薛平山要避嫌,自然不能出席這個會議,事實上,他如今也不在寶州市。周培明向省委匯報地那天晚上,他就連夜去了省里。畢竟現在組織上尚未對他采取任何措施,行動還是自由的。聽說他不但連夜求見了省委書記羅梓榮,還去拜會了省政協主席,前任黨群副書記歐陽雄。
薛平山擔任皮治平的秘書之前,在省委辦公廳秘書一處任職,當時的省委秘書長就是歐陽雄。也正是歐陽雄將他推薦給皮治平的,兩人之間是否存在私人關系不得而知,不過由此可見,歐陽雄至少是很器重他地—給省委書記推薦秘書,豈同兒戲?
“寶州市專案組的同志,把案情匯報一下吧。”
龍鐵軍一句客氣寒暄都沒有,待人員到齊,板著臉開了口。
汪文凱就向梁國強望去,雖說他是名義上地專案組長,但此事一直由梁國強親自主導,向毛益農和周培明匯報,也基本是由梁國強唱獨角戲。這位公安局長,膽子確實不咋的,向周培明匯報地時候,盡管他說話很少,兩條腿卻一直打顫。
如今面對龍鐵軍,怕是連話都說不利索了,還匯報個球!
梁國強倒是很體諒這位下屬的苦衷,別看汪文凱在大領導面前一副爛泥巴扶不上墻地熊包樣,在公安局內部玩“乾坤大挪移”卻一點不含糊,功底似乎猶在梁國強之上。
所謂將種天生,虎鼠不同,說的就是這種情形。
只要他能管好自己的一畝三分地,梁國強也不苛求什么了。
當下由梁國強詳細匯報了案情。
龍鐵軍何等睿智,一聽之下就明白這案子其實已經非常清楚了,自家從省公安廳和省檢察院帶來的幾名精兵強將基本無用武之地。不過既然此案涉及到薛平山,為了慎重起見,省里專案組的人員還是要對案件進行復核地。
當即龍鐵軍做了相關安排,目光一掄,便抓住了毛益農。
“毛益農同志,這么大的案子,你們地區公安處在此之前就沒有絲毫察覺?”
毛益農原本就一直低垂著頭,在懊悔不已,怎的自己就未曾早些察覺到此事的蹊蹺呢?聽龍鐵軍問起,慌亂之間脫口而出答道:“龍書記,這個…這個…這個項目是由薛專員親自在抓的,我們…”

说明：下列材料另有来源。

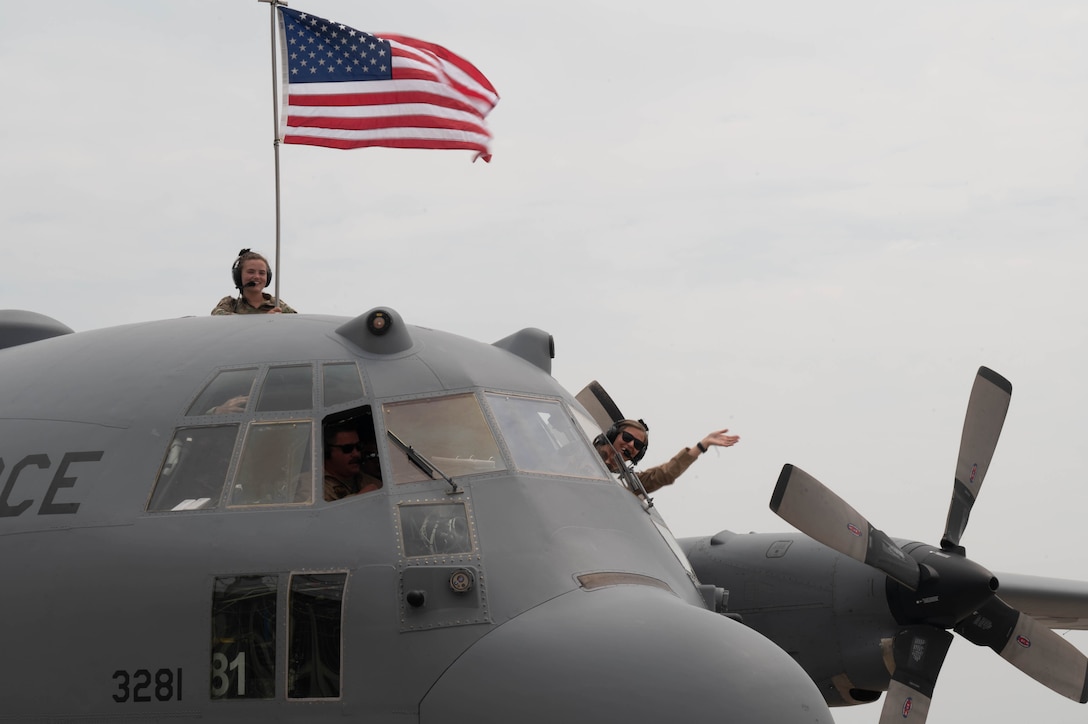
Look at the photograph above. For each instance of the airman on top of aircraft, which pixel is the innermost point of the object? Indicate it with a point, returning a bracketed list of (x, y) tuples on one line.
[(251, 273)]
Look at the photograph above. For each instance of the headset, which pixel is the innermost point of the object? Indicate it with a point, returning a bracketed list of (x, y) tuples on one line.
[(236, 270), (613, 432)]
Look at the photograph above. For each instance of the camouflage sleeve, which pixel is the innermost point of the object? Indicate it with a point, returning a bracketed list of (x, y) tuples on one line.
[(659, 476), (225, 306)]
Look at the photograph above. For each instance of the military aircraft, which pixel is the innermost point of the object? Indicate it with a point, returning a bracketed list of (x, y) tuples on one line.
[(169, 553)]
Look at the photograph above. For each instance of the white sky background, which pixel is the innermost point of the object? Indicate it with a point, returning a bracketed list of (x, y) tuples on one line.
[(810, 222)]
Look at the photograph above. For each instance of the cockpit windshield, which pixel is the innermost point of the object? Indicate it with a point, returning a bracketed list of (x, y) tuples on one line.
[(542, 437), (454, 436), (450, 432)]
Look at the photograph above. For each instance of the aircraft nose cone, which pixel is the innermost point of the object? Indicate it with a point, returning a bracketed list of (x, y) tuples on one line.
[(629, 653)]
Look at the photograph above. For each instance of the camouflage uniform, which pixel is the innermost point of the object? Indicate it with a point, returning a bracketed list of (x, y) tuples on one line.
[(666, 474), (237, 305), (336, 489)]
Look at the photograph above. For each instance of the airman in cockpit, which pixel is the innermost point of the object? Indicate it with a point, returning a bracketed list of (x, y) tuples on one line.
[(344, 464), (630, 439)]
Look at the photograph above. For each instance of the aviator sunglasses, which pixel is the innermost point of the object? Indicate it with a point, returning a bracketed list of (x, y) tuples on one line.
[(639, 444)]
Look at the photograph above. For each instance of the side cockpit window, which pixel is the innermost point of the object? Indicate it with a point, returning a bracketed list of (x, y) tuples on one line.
[(450, 433), (274, 467), (249, 438), (543, 437), (287, 389), (195, 468), (227, 393)]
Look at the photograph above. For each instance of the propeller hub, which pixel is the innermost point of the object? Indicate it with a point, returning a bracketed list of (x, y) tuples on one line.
[(951, 587)]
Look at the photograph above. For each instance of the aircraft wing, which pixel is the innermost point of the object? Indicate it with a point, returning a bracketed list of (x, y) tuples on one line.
[(1055, 602)]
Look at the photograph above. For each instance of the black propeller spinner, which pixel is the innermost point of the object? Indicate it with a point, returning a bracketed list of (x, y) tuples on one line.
[(932, 589)]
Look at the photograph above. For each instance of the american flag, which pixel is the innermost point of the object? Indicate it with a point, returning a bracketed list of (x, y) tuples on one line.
[(345, 88)]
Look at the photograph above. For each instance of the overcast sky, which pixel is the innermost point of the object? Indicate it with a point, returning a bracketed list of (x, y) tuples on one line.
[(810, 222)]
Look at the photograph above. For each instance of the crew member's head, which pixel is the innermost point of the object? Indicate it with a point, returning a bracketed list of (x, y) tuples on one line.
[(251, 269), (629, 438), (343, 453)]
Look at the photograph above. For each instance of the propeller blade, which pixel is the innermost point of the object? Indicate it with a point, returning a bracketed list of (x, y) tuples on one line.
[(981, 427), (814, 510), (1029, 646), (918, 652)]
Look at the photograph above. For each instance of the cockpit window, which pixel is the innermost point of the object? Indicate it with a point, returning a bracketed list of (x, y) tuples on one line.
[(194, 470), (450, 432), (227, 393), (341, 383), (287, 389), (275, 465), (542, 437)]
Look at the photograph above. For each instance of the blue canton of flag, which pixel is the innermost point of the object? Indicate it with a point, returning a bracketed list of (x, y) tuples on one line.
[(321, 51)]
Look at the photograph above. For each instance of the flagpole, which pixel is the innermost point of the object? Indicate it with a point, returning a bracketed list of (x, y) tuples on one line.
[(275, 139)]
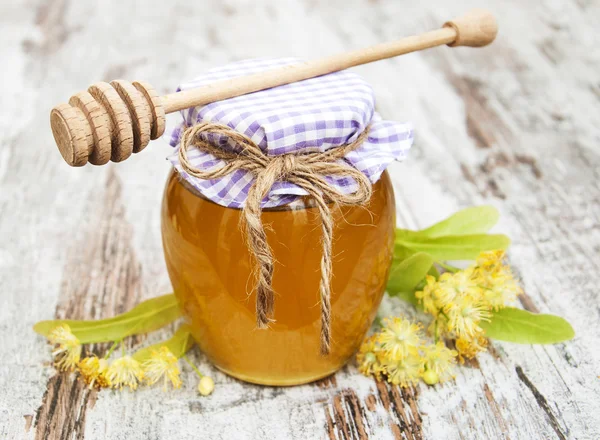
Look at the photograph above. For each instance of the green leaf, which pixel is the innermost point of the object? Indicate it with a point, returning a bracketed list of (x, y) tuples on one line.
[(469, 221), (179, 344), (455, 247), (406, 275), (147, 316), (523, 327)]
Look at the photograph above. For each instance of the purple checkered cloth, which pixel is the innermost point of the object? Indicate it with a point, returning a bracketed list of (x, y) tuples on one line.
[(307, 116)]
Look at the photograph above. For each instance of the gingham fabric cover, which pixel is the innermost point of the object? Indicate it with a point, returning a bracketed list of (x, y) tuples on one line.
[(307, 116)]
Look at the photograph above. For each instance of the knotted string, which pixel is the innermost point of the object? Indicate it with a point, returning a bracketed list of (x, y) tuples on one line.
[(307, 171)]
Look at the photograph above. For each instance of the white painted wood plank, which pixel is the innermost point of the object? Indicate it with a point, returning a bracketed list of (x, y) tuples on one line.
[(535, 92)]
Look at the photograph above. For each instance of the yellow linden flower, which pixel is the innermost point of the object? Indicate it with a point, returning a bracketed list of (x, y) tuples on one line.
[(368, 363), (162, 363), (425, 296), (206, 386), (469, 348), (68, 347), (452, 285), (498, 284), (94, 372), (464, 315), (399, 338), (405, 372), (490, 260), (125, 371), (439, 363)]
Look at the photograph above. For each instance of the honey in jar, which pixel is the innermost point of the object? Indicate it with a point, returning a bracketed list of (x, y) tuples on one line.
[(212, 275)]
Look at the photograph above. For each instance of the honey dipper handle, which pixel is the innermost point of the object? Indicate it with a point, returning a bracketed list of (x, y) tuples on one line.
[(476, 28), (110, 121)]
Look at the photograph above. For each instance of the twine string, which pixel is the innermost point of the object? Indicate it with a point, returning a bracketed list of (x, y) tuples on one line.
[(307, 171)]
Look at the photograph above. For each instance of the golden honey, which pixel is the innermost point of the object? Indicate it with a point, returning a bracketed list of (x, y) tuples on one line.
[(212, 276)]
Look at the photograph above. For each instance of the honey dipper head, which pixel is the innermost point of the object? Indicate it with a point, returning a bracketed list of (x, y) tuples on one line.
[(107, 122)]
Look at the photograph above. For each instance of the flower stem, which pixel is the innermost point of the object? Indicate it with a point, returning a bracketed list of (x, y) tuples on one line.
[(192, 365)]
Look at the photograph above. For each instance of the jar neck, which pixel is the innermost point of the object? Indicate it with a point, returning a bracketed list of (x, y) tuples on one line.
[(302, 202)]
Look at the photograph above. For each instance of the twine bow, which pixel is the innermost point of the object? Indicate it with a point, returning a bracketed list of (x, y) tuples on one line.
[(304, 170)]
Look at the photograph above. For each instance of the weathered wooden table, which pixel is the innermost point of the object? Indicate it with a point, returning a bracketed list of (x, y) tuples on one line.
[(514, 125)]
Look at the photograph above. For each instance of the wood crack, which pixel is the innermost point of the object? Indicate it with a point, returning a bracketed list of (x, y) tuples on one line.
[(542, 403), (101, 279)]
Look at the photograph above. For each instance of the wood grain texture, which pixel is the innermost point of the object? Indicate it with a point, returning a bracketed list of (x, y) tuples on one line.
[(514, 124)]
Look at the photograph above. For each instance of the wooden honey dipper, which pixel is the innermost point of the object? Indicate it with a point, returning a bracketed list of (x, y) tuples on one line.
[(112, 120)]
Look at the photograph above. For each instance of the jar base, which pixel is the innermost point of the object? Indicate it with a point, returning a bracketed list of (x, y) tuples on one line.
[(278, 382)]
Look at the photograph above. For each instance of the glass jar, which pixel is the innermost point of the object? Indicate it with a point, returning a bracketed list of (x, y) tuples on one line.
[(211, 272)]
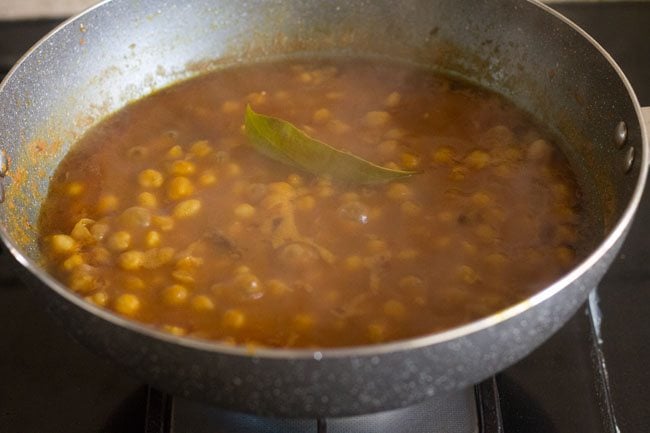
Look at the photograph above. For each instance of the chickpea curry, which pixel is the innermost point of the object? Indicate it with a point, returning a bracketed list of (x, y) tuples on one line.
[(166, 214)]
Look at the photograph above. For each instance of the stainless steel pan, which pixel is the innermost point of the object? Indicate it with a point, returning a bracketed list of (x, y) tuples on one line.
[(123, 49)]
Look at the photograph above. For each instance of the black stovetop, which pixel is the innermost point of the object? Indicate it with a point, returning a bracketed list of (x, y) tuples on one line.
[(48, 383)]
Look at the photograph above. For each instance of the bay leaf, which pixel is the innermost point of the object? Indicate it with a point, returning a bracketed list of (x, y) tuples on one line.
[(285, 143)]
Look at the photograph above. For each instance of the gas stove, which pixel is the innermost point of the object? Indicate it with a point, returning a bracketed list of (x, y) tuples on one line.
[(591, 376)]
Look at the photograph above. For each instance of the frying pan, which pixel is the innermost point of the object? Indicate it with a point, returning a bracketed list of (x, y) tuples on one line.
[(121, 50)]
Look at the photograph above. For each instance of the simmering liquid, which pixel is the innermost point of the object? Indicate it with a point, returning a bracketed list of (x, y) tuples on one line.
[(164, 213)]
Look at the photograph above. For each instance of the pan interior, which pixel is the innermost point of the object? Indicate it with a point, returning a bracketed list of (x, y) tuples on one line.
[(121, 51)]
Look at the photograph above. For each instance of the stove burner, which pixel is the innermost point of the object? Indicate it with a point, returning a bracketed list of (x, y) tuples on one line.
[(472, 411)]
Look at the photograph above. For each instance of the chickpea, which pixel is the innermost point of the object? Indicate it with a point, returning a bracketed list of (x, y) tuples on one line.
[(321, 115), (410, 209), (496, 260), (277, 287), (150, 178), (119, 241), (175, 330), (202, 303), (303, 322), (107, 203), (63, 244), (377, 332), (127, 304), (201, 148), (295, 180), (81, 233), (234, 319), (131, 260), (187, 209), (443, 155), (233, 169), (157, 257), (175, 152), (375, 119), (398, 191), (175, 295), (179, 187), (231, 106)]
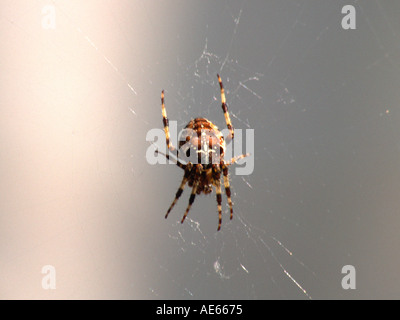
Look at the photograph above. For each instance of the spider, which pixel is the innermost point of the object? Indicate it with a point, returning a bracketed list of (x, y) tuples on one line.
[(204, 140)]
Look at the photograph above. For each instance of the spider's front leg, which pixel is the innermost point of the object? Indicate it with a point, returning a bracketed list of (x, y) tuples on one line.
[(188, 170), (226, 113), (166, 123)]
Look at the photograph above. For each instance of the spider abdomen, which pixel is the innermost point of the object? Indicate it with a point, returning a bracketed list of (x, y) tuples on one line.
[(202, 142)]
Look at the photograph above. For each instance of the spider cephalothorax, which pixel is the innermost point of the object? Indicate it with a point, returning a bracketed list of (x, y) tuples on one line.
[(203, 146)]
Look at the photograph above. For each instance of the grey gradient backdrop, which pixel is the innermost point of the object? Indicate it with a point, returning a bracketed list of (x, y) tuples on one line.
[(76, 189)]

話只說了一半,毛益農就張口結舌,說不下去了,自己一不小心,又說了不該說的話。這不是將責任都往薛平山身上推嗎?也不知道省委打算怎么處理此事,自己一張嘴,就將薛平山得罪了。
“照你這么說,凡是領導親自在抓的項目,就一點問題都不會有了?你這是什么邏輯?”
龍鐵軍的語氣益發不平和了,已隱隱透出憤怒之意。
不好,龍大炮要發飆!
毛益農暗暗叫苦。
“薛平山同志是行署專員,他的主要職責是抓經濟建設。你們政法系統的主要職責是什么?就是為改革開放,為經濟建設保駕護航!毛益農同志,你們地區政法委地工作思路不對頭啊,省里的專案組都派下來了,你們地區政法委地專案組呢?在哪里?”
糟糕!
一著急上火,又把這茬給忘了,早知道省里的專案組來得這 ,而且是由龍書記親自帶隊,說什么自己也該在寶州組里掛個名啊,再隨便指派地區公安處和檢察分院地幾個人摻進去,不久成了地市聯合專案組了么?
哎,都怪自己亂了陣腳,思慮不周啊。這下子給龍大炮抓住痛腳了。
眼見毛益農被龍鐵軍批得滿頭大汗,周培明等幾個地委大頭卻毫不在意,不管怎么樣吧,此事毛益農沒有牽扯進去,罵一頓就罵一頓,反正挨老領導的罵,也不丟臉。這一干子地委領導,除了周培明,誰沒挨過龍鐵軍地訓斥?
他們現在腦子里面,翻來覆去想的只有一句話——“薛平山同志是行署專員,他地主要職責是抓經濟建設。”
龍書記這話什么意思?怎么聽怎么像是在為薛平山開脫啊!難道省里這么快就統一了意見,要力保薛平山不失?
老實說,這起詐騙案一出,地委幾個大頭頭心里早就翻騰開了。
毫無疑問,一個新的契機出現了。雖然暫時還不知道薛平山在這件案子里牽涉多深,但是一旦查證他問題嚴重地話,這個行署專員的位置不又空出來了嗎?難不成省里再次空降一個專員下來?
而周培明雖然不覬覦這個專員位置,但如果薛平山當真出了問題,他也還是很在意由誰來做他地搭檔。這個薛平山,看上去很有能耐,原本指望他能好好出成績,讓自己仕途的最后一班崗有個圓滿結局,不曾想竟然如此不爭氣。這次就算不落馬,威信那也必定會大打折扣。
貌似他地威信本就尚未完全建立起來。
行署班子的領頭羊失了威信,班子的戰斗力就要大大降低,周培明這個地委書記肩頭的擔子就重了。這令得周培明又喜又憂。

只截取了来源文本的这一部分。